We used the Hosmer and Lemeshow test [1] for assessing the goodness of fit of the threshold model specified in the text. This test is based on grouping the data into percentile groups (eg., deciles) of X (mf prevalence (%) here), estimating both the mean proportion of diseased response predicted by the fitted model and the mean fraction of disease observed for individuals in each group, and performing an ordinary c2 test for comparing the predicted numbers diseased against the observed number of individuals diseased using g – (p + 1) d.f., where g is the percentile groups used and p denotes the number of parameters in the fitted model. The predicted (curve) versus variously estimated observed proportions of disease (on a logit scale) in relation to mf prevalence (%) values are plotted in Figure A1, and graphically shows that, apart from a slight tendency to overestimate probabilities at low mf prevalences and heterogeneous data points between mf prevalences 25 –40%, the present logistic regression model with a threshold fits the data sufficiently well whether based on 1) individual observed logit diseased proportions from each study (open circles) and 2) mean logit proportions based on grouping X into pentiles (closed circles).
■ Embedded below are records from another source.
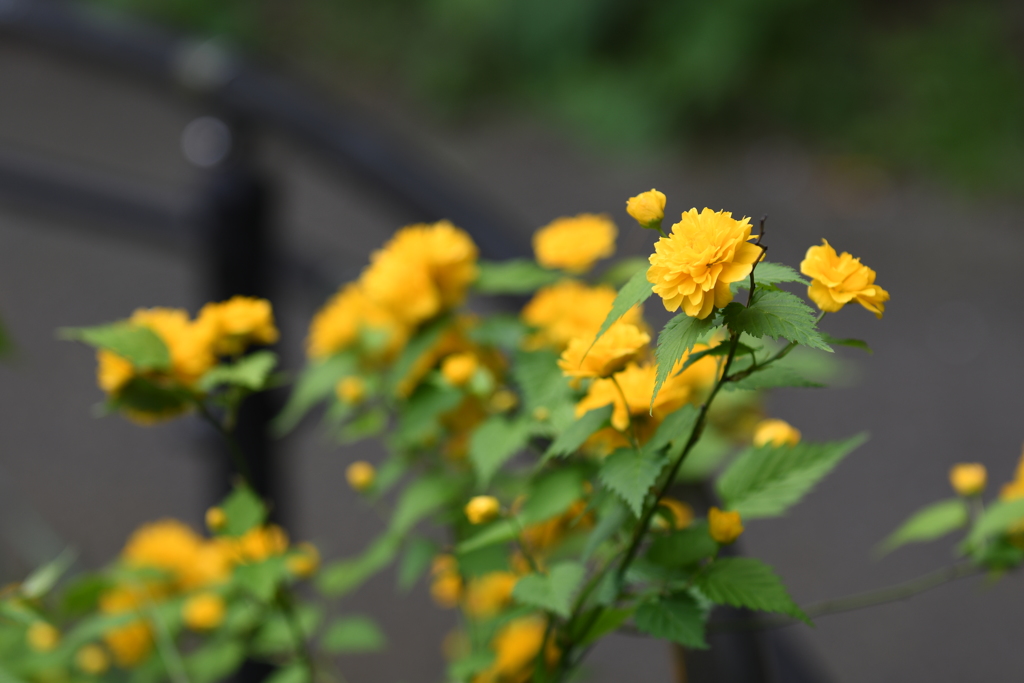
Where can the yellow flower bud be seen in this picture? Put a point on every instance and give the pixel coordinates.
(724, 526)
(351, 390)
(360, 475)
(647, 208)
(968, 478)
(482, 509)
(775, 432)
(42, 637)
(204, 611)
(459, 368)
(216, 519)
(92, 659)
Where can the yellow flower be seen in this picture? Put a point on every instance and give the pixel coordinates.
(647, 208)
(239, 323)
(351, 390)
(92, 659)
(574, 244)
(838, 280)
(360, 475)
(482, 509)
(968, 478)
(487, 595)
(775, 432)
(569, 309)
(42, 637)
(724, 526)
(693, 266)
(459, 368)
(204, 611)
(622, 344)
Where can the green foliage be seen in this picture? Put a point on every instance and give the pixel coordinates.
(552, 592)
(930, 522)
(776, 314)
(766, 481)
(137, 344)
(353, 634)
(514, 276)
(744, 582)
(677, 617)
(631, 474)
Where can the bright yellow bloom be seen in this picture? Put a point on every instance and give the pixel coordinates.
(459, 368)
(574, 244)
(724, 526)
(647, 208)
(42, 637)
(482, 509)
(351, 390)
(968, 478)
(622, 344)
(775, 432)
(693, 266)
(239, 323)
(569, 309)
(838, 280)
(204, 611)
(360, 475)
(487, 595)
(92, 659)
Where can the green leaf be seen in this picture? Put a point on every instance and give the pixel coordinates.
(776, 314)
(930, 522)
(995, 520)
(251, 372)
(744, 582)
(631, 474)
(580, 431)
(552, 592)
(353, 634)
(633, 293)
(137, 344)
(244, 510)
(765, 481)
(416, 559)
(314, 384)
(677, 617)
(676, 339)
(494, 442)
(517, 275)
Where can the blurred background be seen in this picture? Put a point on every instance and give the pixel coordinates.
(168, 152)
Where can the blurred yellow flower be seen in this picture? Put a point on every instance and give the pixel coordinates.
(838, 280)
(724, 526)
(968, 478)
(647, 208)
(693, 266)
(574, 244)
(775, 432)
The values of the c2 statistic and p value shown on the graph were obtained by applying the c2 test described above for the pentile data (division into 5 groups required to increase sample size within each group to ~ 10-20 subjects per group [2]), and support the visual impression from the figure that the present model provides an adequate fit to the observed data. A test applied to grouping the data into deciles also provided a good model fit to the observed data (c2 = 0.347, p = 0.556).


REFERENCES

1. Hosmer DW, Lemeshow S (1980) Goodness-of-fit tests for the multiple logistic regression model. Comm Stat - Theor Meth 9: 1043-1069.

2. Harrell FE (2001) Regression Modeling Strategies. New York: Springer-Verlag.